12. Examination reminders and time planning

If you are planning to undergo IVF in Thailand, it is recommended to complete the following examinations in your home country beforehand so that the doctor can assess your baseline conditions:

  • Female: AMH, FSH, LH, E2, P, TSH, Antral Follicle Count (ultrasound), saline infusion sonohysterography (if uterine abnormality suspected).
  • Male: Semen analysis, sperm morphology, sperm DNA fragmentation index (DFI), infectious disease screening.
  • Both partners: Karyotype analysis, Thalassemia screening (recommended for individuals from Southern China), four infectious disease markers.

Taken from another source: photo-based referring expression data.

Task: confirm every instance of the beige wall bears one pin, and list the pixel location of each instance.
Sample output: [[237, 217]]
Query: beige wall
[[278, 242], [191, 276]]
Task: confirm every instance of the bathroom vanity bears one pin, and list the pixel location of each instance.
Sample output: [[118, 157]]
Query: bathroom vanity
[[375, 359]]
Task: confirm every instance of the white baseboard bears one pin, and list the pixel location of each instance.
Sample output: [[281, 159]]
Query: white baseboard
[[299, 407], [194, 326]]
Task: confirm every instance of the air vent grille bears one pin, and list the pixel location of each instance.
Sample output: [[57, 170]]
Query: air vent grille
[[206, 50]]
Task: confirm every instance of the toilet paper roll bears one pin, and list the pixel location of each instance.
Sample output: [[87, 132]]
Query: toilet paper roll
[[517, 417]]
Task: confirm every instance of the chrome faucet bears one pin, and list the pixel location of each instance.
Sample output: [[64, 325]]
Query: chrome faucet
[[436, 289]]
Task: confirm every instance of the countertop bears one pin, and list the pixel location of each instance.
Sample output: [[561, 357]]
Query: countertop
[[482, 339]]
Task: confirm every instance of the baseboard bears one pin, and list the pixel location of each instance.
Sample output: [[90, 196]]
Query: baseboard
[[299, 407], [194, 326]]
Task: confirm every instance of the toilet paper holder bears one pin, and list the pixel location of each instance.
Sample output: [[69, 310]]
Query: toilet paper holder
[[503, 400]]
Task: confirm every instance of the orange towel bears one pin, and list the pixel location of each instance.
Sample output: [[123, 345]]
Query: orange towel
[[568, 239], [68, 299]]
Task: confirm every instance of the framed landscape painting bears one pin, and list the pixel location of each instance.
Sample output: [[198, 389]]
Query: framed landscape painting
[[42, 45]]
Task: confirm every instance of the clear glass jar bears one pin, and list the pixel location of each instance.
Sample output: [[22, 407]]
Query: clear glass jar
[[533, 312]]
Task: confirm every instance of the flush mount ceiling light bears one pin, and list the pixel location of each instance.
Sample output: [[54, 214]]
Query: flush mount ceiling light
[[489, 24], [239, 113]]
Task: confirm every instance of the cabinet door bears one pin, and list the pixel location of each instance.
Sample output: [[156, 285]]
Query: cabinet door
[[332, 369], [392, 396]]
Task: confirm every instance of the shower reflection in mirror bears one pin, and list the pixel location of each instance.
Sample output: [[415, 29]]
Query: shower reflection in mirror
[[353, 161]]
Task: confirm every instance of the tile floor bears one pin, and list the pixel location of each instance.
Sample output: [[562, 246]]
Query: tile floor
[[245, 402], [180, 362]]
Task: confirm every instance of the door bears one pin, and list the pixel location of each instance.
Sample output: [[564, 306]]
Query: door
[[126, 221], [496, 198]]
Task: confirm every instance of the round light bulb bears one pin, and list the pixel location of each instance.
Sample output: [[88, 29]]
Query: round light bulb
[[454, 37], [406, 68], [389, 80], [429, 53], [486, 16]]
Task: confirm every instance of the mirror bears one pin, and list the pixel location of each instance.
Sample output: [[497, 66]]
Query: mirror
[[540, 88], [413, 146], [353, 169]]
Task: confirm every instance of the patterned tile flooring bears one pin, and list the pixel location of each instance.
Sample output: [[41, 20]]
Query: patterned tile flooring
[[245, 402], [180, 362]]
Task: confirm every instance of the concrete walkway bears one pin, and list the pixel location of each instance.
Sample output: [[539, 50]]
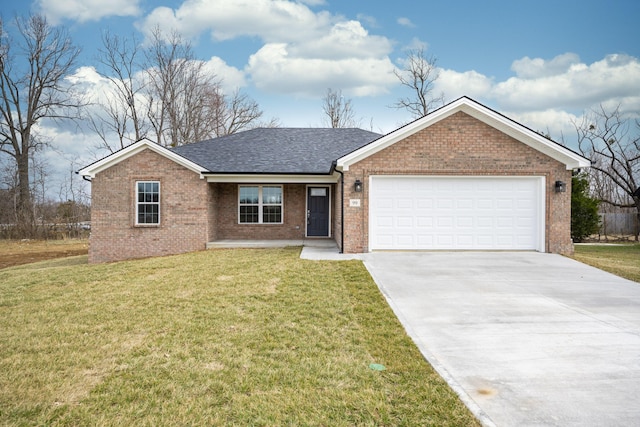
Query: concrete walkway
[[526, 339]]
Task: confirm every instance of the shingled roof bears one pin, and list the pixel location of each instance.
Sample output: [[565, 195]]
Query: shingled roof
[[276, 150]]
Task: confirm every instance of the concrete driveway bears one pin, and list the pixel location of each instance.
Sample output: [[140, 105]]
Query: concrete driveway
[[525, 338]]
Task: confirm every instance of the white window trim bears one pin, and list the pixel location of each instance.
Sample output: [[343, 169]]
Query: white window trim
[[137, 203], [261, 205]]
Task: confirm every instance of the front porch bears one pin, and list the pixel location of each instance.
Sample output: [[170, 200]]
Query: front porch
[[306, 242], [312, 249]]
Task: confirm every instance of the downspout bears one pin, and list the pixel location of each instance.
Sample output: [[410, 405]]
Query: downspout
[[341, 210]]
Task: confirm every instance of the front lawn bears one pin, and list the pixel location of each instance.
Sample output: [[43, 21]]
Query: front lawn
[[622, 260], [229, 337]]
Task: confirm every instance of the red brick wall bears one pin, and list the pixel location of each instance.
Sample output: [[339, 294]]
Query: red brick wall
[[184, 211], [294, 221], [460, 145]]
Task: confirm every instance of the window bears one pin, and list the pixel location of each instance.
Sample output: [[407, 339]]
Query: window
[[260, 204], [147, 202]]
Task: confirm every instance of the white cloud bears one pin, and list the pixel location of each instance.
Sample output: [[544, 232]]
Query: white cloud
[[86, 10], [469, 83], [304, 52], [572, 85], [547, 95], [272, 69], [230, 77], [405, 22], [272, 21], [527, 68]]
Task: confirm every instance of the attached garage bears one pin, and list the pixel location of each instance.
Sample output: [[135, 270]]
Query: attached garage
[[463, 177], [456, 213]]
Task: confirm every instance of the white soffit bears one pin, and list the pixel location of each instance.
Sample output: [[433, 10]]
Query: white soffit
[[273, 178], [515, 130], [132, 150]]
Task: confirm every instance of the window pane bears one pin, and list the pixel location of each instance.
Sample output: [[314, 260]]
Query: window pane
[[248, 214], [148, 202], [148, 214], [249, 195], [272, 195], [271, 214]]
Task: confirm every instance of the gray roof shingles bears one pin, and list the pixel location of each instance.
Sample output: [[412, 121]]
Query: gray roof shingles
[[277, 150]]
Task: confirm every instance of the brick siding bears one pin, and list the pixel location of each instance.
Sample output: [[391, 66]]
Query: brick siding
[[184, 213], [460, 145]]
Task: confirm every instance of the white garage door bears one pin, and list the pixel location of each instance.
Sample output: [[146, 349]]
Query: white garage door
[[441, 213]]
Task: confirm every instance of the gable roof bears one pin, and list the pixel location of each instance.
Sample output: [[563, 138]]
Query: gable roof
[[571, 159], [276, 150], [133, 149]]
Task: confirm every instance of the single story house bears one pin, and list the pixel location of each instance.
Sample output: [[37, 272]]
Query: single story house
[[463, 177]]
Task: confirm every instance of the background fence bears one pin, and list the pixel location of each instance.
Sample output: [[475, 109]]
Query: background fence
[[619, 224]]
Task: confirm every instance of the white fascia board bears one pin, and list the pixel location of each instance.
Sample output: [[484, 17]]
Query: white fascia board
[[527, 136], [133, 149], [521, 133], [399, 134], [274, 179]]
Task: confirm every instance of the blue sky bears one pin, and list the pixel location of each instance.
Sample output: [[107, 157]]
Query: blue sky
[[540, 62]]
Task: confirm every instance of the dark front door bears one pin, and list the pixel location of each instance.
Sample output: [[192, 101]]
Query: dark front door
[[318, 211]]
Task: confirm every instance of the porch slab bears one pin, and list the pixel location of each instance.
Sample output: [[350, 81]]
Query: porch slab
[[229, 243], [312, 249]]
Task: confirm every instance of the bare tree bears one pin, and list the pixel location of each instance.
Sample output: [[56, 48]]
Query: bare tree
[[124, 113], [32, 71], [613, 145], [419, 75], [237, 112], [339, 111], [166, 93]]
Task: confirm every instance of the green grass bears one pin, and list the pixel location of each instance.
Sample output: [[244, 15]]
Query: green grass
[[230, 337], [622, 260]]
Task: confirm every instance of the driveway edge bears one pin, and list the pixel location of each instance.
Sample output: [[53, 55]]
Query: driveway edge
[[482, 416]]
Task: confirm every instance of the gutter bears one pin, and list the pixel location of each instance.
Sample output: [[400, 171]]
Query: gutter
[[341, 208]]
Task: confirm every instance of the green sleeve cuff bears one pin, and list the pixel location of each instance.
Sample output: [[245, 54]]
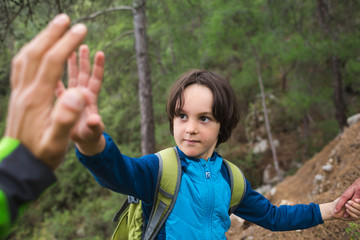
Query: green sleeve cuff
[[5, 217], [7, 146]]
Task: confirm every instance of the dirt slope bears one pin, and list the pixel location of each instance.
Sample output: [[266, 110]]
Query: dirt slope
[[343, 154]]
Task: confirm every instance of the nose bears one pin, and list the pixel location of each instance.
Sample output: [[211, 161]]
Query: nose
[[191, 127]]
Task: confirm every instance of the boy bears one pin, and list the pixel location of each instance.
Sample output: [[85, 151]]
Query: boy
[[202, 111]]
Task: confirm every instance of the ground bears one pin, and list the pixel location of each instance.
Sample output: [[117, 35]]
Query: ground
[[343, 155]]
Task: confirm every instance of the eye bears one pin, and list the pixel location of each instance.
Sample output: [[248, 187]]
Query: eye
[[204, 119], [182, 116]]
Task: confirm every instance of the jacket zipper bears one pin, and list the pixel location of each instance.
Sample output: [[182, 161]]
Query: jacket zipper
[[210, 197]]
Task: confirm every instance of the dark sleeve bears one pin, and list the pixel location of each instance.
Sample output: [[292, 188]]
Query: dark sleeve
[[259, 210], [131, 176], [22, 179]]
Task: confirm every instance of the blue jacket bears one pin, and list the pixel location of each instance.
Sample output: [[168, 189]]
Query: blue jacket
[[201, 209]]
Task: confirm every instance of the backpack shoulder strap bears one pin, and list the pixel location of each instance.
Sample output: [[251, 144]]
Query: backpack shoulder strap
[[167, 189], [238, 186]]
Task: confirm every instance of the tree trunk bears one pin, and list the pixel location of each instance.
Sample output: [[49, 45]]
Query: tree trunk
[[145, 88], [340, 107], [267, 124]]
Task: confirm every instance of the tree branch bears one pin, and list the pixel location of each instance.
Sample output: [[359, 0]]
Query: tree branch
[[96, 14]]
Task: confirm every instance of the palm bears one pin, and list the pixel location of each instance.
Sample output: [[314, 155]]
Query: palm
[[89, 127]]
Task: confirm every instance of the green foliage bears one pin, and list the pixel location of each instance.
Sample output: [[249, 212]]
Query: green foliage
[[295, 56]]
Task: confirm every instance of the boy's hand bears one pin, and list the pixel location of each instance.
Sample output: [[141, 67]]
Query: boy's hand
[[87, 133], [352, 208], [351, 193]]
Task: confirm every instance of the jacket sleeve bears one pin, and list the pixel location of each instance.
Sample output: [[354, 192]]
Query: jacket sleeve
[[259, 210], [22, 179], [136, 177]]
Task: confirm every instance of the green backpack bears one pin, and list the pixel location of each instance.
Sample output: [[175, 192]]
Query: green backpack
[[131, 224]]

The validity of the above tests is usually 6-12 months; some items (like karyotype) are valid for life. It is recommended to complete the tests within 3 months before the planned start date to ensure the data is usable for the doctor's decision-making.


This article is compiled based on clinical consensus in reproductive medicine and publicly available research data, aiming to provide objective knowledge reference and does not constitute medical advice or treatment promises. Individual conditions vary greatly; please consult a licensed reproductive medicine doctor for specific diagnosis and treatment plans.